Hacker News new | ask | show | jobs
by raggi 732 days ago
Serious Sam was always a killer LAN party game. Not necessarily because it was the sexiest title of the day, or what anyone had planned. Serious Sam won the LAN party because even when every other game died under some driver issue, thermal issue, update problem, whatever, you’d load Serious Sam and it would just work. This continued through the later series too, hell of someone’s machine was completely dead in the water it would also reliably split screen and handled input well enough for split peripherals. The systemic parts of the game were truly exceptional on the reliability axis.
3 comments

Serious Sam looked amazing for the shitty hardware it would run (FAST) on.

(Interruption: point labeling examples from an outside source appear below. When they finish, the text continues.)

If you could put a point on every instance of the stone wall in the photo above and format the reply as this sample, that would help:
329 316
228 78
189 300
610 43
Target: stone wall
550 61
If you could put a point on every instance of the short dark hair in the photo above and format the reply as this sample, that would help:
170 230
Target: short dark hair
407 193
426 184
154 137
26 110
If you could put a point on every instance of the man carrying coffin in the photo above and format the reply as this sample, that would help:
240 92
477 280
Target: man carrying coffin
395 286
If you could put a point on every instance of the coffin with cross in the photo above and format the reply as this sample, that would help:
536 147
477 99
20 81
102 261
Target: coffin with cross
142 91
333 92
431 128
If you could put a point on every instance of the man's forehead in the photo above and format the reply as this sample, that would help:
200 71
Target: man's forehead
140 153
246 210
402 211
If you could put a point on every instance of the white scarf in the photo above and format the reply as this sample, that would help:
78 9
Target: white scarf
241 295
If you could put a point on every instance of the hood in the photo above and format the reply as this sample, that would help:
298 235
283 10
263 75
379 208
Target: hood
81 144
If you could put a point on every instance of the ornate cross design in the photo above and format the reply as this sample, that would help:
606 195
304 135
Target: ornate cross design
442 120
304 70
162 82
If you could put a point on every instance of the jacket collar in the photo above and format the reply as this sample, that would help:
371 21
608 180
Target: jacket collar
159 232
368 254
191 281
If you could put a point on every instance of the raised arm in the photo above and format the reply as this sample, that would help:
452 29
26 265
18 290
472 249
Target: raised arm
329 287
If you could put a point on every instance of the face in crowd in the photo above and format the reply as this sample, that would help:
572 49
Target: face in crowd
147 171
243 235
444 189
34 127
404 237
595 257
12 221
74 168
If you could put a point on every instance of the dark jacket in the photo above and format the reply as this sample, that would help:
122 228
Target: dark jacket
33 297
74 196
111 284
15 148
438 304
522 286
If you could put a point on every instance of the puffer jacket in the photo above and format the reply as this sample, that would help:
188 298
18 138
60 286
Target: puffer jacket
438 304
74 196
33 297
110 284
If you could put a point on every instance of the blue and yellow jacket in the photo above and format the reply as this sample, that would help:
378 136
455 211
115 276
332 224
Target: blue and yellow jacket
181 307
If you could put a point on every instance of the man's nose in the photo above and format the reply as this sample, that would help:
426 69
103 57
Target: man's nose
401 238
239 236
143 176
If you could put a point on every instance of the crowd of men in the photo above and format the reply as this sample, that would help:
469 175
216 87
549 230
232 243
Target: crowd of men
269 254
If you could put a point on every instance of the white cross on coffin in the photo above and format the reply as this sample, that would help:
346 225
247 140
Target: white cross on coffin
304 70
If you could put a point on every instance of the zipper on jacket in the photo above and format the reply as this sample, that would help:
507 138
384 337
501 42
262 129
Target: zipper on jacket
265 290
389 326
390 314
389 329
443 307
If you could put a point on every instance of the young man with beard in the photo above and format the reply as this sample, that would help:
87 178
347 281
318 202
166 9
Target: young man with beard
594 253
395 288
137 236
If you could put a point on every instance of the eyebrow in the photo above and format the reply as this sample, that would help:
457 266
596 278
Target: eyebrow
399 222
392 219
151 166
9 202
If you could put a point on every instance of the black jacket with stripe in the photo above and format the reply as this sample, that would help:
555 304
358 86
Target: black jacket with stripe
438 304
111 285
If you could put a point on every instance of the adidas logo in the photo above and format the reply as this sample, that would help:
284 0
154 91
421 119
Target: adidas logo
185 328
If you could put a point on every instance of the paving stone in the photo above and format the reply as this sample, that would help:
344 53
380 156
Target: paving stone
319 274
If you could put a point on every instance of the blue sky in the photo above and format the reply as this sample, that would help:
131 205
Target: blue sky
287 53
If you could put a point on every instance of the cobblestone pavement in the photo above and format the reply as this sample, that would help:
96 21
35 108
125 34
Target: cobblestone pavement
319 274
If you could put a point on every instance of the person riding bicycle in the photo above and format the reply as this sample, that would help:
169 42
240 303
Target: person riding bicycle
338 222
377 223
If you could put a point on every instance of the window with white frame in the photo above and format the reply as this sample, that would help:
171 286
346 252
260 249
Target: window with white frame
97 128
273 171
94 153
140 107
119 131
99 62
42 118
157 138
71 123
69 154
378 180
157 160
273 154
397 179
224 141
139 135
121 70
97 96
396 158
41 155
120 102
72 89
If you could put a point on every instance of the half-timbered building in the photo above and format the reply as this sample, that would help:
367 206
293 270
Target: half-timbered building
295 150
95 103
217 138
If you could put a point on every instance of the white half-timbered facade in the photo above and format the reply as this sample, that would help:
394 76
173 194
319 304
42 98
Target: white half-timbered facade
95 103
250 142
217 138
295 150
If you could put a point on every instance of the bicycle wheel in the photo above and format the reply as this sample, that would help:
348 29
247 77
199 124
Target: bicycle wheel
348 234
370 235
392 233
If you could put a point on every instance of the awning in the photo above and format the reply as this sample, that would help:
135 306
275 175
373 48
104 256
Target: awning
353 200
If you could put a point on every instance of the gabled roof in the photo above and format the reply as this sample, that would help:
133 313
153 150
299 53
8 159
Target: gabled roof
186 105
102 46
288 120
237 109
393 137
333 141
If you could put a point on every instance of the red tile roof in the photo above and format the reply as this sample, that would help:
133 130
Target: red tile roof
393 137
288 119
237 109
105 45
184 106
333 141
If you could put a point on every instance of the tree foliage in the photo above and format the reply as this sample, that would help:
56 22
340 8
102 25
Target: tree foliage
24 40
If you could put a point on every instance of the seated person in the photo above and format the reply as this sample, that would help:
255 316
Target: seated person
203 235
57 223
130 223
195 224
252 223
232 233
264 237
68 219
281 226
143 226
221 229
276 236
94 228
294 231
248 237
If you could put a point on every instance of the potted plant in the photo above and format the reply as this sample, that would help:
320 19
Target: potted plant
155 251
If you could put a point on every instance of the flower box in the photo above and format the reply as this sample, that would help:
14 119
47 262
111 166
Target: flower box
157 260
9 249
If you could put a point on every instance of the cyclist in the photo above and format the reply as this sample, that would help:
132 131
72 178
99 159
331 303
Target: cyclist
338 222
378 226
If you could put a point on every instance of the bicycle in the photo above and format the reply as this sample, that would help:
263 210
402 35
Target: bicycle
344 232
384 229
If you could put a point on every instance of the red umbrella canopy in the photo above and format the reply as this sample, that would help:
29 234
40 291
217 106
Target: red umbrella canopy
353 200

On a similar note, Counter-Strike never looked good, but was popular for a long time because it ran great on toaster PCs

Counter-Strike was/is popular because gameplay is awesome. Players stayed long enough that even "toaster PCs" could run the engine. It was never "cutting edge" even after major upgrades.
It was popular because it was fun.
I think this also explains the continued success of World of Warcraft.
There's a lot to be said for "good enough".
Also, the many speaker sound of “aaaaaaaaaaaaah” was delightful
I remember getting through some battle and coming on a room FULL of ammo of every kind. First time, it was awesome. But gradually ammo caches started making me say "Yikes!"
noone's mentioned the gargantuan size of the bosses!

playing co-op, running with your mates across the plains, blasting rocket trails into the distant horizon across the gorgeous clear blue skies at the biggest boss you've ever seen, with the pumping music thumping the whole way through, while you're trying to fend off what feels like hundreds of mobs ... I don't think I've experienced anything of that scale and intensity since ... one of my greatest of all time

lol, that's right!

"Wait, that guys is taller than BUILDINGS!"

Also every time you find a secret with some nice loot you just know that once you turn around it's going to spawn some more "presents" on you.
"aaaaaaaaaaaaah, yourself" was the best response.
In the late 90s, I managed the EA Tech Support website. The support/QA* teams would have massive after-hours gaming sessions playing Serious Sam. It was the only FPS that ran consistently on our work PCs, and it was a ton of fun.

* At least at that time, EA QA and Tech Support had a lot of overlap; support guys would be come in-house beta testers in the Summer when they were trying to get games done for the holidays and do Tech Support in the Winter around Christmas when the calls went up.